Without even looking at your new clips (which I will later) here are my first two comments/recommendations:

1.  Check the 555 output to see if it is stable or not.  If it is running at a high frequency, is it the same frequency as your spikes?

2.  If the 555 output is stable, then wet the tip of your finger and start touching the circuit to see what happens.  The first place that you want to touch with your fingertip is the MOSFET gate input.

And I have some questions:  How come your battery voltage seems to have about one volt peak-to-peak of noise on it?  Can you trigger on it to see if it is regular?  How about seeing the 555 output displayed at the same time as your battery voltage?

MileHigh

P.S.:  I just watched the clips.  The unknown is that you did not look at the 555 waveform, so the jury is still out on that.  There is the distinct possibility that the 555 circuit is too suspectable to outside influence as Hoppy stated and the oscillation loop is between the 555 circuit and the MOSFET/coil-inductor circuit.

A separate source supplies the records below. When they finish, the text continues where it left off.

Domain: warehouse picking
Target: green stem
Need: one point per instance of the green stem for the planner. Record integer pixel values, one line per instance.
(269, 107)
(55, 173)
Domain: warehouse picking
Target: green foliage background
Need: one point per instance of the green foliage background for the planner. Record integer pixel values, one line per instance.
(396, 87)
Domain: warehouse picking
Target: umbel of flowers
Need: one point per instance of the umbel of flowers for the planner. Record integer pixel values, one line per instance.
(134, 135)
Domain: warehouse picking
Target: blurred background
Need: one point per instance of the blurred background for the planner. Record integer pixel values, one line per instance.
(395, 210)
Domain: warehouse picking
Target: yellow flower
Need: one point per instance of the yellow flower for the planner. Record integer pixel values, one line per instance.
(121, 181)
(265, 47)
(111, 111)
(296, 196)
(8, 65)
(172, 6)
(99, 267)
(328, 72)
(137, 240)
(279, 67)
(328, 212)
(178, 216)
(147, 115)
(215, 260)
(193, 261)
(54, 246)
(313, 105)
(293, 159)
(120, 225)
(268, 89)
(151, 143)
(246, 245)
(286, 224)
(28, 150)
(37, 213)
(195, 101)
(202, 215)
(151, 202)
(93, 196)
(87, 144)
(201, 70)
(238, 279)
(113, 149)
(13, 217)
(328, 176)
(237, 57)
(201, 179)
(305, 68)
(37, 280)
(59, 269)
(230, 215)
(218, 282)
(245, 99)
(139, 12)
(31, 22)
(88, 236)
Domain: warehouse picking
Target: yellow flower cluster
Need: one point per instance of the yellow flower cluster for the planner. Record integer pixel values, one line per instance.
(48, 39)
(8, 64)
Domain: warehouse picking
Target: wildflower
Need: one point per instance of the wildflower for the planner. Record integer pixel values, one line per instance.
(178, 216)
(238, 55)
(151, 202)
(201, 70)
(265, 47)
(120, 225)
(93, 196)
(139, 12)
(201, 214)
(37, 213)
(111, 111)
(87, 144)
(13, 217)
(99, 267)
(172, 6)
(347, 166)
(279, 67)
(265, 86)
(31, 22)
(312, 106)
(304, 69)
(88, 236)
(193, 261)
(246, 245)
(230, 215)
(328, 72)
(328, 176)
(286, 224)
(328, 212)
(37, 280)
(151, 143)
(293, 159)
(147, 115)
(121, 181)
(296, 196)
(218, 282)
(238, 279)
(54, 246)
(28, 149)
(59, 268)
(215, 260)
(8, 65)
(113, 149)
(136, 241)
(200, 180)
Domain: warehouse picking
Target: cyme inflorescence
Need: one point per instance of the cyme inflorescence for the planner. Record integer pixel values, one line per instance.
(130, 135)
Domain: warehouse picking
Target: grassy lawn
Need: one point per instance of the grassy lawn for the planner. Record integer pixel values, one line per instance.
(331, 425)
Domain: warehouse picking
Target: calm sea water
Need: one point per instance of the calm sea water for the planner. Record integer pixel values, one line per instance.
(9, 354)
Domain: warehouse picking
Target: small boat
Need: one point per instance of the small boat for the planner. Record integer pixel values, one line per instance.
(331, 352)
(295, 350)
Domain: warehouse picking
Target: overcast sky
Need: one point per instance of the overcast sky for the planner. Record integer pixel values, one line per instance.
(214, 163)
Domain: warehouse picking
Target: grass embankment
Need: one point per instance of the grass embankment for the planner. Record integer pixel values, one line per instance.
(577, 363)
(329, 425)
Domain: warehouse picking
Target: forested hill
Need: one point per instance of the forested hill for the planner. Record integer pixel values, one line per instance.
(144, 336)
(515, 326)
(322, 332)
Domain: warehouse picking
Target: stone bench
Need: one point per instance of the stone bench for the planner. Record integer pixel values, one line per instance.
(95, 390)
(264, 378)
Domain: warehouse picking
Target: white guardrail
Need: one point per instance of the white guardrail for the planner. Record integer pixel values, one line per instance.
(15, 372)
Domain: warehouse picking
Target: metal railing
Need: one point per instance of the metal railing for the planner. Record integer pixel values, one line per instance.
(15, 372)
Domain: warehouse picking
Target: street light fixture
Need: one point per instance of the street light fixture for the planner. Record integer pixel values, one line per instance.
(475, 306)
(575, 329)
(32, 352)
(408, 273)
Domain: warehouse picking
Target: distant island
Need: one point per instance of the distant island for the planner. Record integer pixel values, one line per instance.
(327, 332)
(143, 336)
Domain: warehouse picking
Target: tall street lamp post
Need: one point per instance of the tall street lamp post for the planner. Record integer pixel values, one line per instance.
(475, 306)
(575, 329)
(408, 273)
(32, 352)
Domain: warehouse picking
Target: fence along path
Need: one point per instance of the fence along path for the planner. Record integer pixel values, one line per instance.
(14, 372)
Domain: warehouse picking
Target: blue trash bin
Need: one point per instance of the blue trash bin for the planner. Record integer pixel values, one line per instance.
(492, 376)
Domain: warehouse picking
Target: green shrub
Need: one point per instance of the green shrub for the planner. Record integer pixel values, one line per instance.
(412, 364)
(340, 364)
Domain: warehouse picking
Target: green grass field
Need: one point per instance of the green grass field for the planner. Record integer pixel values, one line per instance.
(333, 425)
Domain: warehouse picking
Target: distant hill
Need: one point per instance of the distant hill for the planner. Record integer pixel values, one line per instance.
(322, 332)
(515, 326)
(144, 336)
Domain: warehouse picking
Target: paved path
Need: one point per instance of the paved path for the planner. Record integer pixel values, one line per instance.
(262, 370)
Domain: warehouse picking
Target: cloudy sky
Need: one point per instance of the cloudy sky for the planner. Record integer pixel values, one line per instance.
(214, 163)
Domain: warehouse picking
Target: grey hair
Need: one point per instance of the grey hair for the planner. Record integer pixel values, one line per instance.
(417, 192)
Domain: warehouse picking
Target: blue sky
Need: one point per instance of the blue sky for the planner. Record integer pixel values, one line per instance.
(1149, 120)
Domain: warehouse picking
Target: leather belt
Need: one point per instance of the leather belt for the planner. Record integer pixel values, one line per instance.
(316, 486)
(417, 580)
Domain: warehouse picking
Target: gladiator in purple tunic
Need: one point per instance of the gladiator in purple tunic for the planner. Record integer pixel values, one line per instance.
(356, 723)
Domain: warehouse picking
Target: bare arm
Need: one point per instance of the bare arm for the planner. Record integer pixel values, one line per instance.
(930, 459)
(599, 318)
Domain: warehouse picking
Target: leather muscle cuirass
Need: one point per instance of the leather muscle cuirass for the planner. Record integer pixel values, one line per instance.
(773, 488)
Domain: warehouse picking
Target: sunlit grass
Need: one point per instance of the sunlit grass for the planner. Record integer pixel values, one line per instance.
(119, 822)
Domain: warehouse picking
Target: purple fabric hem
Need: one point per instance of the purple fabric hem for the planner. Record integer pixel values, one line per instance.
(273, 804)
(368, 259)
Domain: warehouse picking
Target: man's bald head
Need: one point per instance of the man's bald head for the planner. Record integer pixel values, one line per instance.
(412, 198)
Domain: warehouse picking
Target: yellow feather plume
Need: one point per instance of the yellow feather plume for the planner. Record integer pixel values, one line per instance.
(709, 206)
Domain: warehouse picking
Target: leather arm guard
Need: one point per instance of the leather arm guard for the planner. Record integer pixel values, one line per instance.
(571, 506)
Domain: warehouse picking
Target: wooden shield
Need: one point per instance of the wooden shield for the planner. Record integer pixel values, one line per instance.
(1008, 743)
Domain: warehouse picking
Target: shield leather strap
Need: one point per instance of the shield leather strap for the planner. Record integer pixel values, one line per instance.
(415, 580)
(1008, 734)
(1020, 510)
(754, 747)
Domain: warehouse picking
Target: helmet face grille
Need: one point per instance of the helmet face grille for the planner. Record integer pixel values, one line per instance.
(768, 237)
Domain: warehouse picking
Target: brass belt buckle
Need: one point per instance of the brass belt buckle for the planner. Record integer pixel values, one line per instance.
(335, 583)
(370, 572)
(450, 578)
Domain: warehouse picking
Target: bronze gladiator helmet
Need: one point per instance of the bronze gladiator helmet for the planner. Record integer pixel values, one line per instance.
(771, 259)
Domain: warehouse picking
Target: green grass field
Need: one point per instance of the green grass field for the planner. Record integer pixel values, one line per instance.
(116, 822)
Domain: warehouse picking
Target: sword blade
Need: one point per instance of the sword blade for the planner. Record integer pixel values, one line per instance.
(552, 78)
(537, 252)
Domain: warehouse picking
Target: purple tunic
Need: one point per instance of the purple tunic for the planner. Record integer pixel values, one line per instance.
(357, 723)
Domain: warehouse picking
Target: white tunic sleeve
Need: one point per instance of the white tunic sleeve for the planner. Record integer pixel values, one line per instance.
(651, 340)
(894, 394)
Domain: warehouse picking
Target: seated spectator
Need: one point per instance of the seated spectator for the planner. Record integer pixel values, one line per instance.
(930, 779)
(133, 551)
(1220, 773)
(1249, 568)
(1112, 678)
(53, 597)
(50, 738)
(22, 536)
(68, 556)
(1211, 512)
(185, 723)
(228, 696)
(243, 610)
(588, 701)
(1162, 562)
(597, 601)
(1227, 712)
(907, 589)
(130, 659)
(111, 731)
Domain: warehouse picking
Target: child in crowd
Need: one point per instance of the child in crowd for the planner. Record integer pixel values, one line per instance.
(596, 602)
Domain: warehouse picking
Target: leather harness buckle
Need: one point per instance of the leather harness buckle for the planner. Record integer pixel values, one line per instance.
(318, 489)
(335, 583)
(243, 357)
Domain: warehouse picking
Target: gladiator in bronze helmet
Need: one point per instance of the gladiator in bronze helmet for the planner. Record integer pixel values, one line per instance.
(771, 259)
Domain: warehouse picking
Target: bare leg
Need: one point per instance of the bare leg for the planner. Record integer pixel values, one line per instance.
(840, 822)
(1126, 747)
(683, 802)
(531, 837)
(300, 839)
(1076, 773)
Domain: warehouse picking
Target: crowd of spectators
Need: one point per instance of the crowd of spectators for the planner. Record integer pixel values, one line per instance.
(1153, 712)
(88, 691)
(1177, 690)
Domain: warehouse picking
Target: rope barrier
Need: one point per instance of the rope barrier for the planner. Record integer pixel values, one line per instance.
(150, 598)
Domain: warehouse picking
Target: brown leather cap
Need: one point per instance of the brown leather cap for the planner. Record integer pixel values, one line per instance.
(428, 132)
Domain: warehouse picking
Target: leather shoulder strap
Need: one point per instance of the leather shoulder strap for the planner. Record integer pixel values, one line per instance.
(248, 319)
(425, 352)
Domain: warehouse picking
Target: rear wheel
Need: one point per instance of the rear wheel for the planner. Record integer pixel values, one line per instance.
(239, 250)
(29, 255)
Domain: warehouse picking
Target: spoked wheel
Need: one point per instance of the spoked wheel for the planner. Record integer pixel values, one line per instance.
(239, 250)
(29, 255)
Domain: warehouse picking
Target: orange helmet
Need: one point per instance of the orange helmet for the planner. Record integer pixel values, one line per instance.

Certainly the oscillation can be due to the MOSFET itself going into a metastable on/off positive-feedback defibrillation.  It all looks very impressive, but all that means is that a lot of energy is being burned off in the MOSFET.  Yes indeed there are spikes going back into the battery, but as previously stated, it is simply a revolving energy door.

It appears that the current consumption may be going up as Hoppy stated.  In previous postings I said that the current consumption would go down because the inductor in the coil would choke the current off.

These two statements are seemingly contradictory but they are not.  The precise on/off duty cycle for the MOSFET in defibrillation will determine how much current ends up flowing through the coil-resistor.  The amount of inductance in the coil-resistor is a big determining factor also.

Anyway you have a nice piece of equipment to work with and it should be possible to figure out what is going on.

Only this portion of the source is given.